Tatu continued to be the residence of the emperors till the fall of the Mongol power (1368). The native dynasty (Ming) which supplanted them established their residence at Nan-king (“South-Court”), but this proved so inconvenient that the second sovereign of the dynasty reoccupied Tatu, giving it then, for the first time, the name of Pe-king (“North-Court”). This was the name in common use when the Jesuits entered China towards the end of the 16th century, and began to send home accurate information about China. But it is not so now; the names in ordinary use being King-cheng or King-tu, both signifying “capital.” The restoration of Cambaluc was commenced in 1409. The size of the city was diminished by the retrenchment of nearly one-third at the northern end, which brought the enceinte more nearly to a square form. And this constitutes the modern (so-called) “Tartar city” of Peking, the south front of which is identical with the south front of the city of Kublai. The walls were completed in 1437. Population gathered about the southern front, probably using the material of the old city of Yenking, and the excrescence so formed was, in 1544, enclosed by a wall, and called the “outer city.” It is the same that is usually called by Europeans “the Chinese city.” The ruins of the retrenched northern portion of Kublai’s great rampart are still prominent along their whole extent, so that there is no room for question as to the position or true dimensions of the Cambaluc of the Middle Ages; and it is most probable, indeed it is almost a necessity, that the present palace stands on the lines of Kublai’s palace.
The city, under the name of Cambaluc, was constituted into an archiepiscopal see by Pope Clement V. in 1307, in favour of the missionary Franciscan John of Montecorvino; but though some successors were nominated it seems probable that no second metropolitan ever actually occupied the seat.

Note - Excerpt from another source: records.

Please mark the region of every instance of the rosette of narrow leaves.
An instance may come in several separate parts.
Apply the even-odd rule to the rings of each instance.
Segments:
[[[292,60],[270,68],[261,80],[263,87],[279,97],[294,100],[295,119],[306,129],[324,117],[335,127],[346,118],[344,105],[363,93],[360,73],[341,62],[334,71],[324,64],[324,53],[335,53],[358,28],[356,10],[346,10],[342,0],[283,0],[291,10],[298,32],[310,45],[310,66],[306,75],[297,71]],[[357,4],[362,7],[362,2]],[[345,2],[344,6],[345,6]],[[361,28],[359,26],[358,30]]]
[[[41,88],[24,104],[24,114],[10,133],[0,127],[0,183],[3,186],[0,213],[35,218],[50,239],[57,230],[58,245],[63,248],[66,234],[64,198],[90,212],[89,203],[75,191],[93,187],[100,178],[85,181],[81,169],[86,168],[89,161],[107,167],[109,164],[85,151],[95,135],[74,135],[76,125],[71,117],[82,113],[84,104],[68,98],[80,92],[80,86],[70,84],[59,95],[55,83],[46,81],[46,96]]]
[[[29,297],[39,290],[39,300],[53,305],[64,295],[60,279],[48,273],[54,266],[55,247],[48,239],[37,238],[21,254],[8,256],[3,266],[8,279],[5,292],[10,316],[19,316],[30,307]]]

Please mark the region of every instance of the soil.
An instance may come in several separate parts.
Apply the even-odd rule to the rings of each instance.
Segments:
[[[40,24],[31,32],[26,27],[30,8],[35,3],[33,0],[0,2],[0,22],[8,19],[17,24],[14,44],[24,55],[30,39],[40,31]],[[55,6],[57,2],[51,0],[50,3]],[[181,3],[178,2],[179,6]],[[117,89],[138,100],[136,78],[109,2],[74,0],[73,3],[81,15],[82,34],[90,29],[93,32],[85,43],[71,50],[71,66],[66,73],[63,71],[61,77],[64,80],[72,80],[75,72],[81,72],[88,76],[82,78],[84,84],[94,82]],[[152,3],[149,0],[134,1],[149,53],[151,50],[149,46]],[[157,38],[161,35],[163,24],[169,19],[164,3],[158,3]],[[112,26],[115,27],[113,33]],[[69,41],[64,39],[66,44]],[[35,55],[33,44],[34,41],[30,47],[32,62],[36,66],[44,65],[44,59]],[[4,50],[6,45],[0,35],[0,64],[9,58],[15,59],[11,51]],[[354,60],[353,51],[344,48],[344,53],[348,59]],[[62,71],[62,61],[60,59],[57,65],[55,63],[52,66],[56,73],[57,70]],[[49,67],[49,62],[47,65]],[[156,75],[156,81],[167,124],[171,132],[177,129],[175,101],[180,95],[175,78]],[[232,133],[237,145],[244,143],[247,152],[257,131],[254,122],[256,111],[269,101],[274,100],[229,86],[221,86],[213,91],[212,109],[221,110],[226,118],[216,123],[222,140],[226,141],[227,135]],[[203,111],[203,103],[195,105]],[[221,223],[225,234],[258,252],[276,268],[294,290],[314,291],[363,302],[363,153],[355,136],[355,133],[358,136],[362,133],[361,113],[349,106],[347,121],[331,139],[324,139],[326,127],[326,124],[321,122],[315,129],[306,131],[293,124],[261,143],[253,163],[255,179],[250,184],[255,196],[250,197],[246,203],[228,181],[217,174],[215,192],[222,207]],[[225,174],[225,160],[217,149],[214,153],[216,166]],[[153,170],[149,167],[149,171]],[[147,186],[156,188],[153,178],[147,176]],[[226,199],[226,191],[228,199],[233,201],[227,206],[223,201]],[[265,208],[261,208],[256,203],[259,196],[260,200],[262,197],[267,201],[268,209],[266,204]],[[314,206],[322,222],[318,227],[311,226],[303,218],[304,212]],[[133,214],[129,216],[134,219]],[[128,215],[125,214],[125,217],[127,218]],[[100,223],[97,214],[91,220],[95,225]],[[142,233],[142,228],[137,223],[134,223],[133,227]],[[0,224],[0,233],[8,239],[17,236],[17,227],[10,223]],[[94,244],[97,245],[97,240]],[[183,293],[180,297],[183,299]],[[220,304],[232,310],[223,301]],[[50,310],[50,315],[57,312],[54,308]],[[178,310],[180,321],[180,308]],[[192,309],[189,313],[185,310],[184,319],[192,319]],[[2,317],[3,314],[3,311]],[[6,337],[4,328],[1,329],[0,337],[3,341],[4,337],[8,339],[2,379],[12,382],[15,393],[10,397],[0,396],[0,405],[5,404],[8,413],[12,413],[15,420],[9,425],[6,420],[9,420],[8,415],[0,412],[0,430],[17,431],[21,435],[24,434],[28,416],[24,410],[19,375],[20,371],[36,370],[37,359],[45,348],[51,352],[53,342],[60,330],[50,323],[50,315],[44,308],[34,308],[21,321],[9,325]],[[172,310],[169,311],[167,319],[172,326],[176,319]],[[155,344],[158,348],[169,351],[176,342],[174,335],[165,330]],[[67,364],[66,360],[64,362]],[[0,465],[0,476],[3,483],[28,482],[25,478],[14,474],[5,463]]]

Maps of the 16th and 17th centuries often show Cambaluc in an imaginary region to the north of China, a part of the misconception that has prevailed regarding Cathay (see China). The name is often in popular literature written Cambalu, and is by Longfellow accented in verse Cámbălú. But this spelling originates in an accidental error in Ramusio’s Italian version, which, till lately, was the chief channel through which Marco Polo’s book was popularly known. The original (French) MSS. all agree with the etymology in calling it Cambaluc, which should be accented Cămbáluc.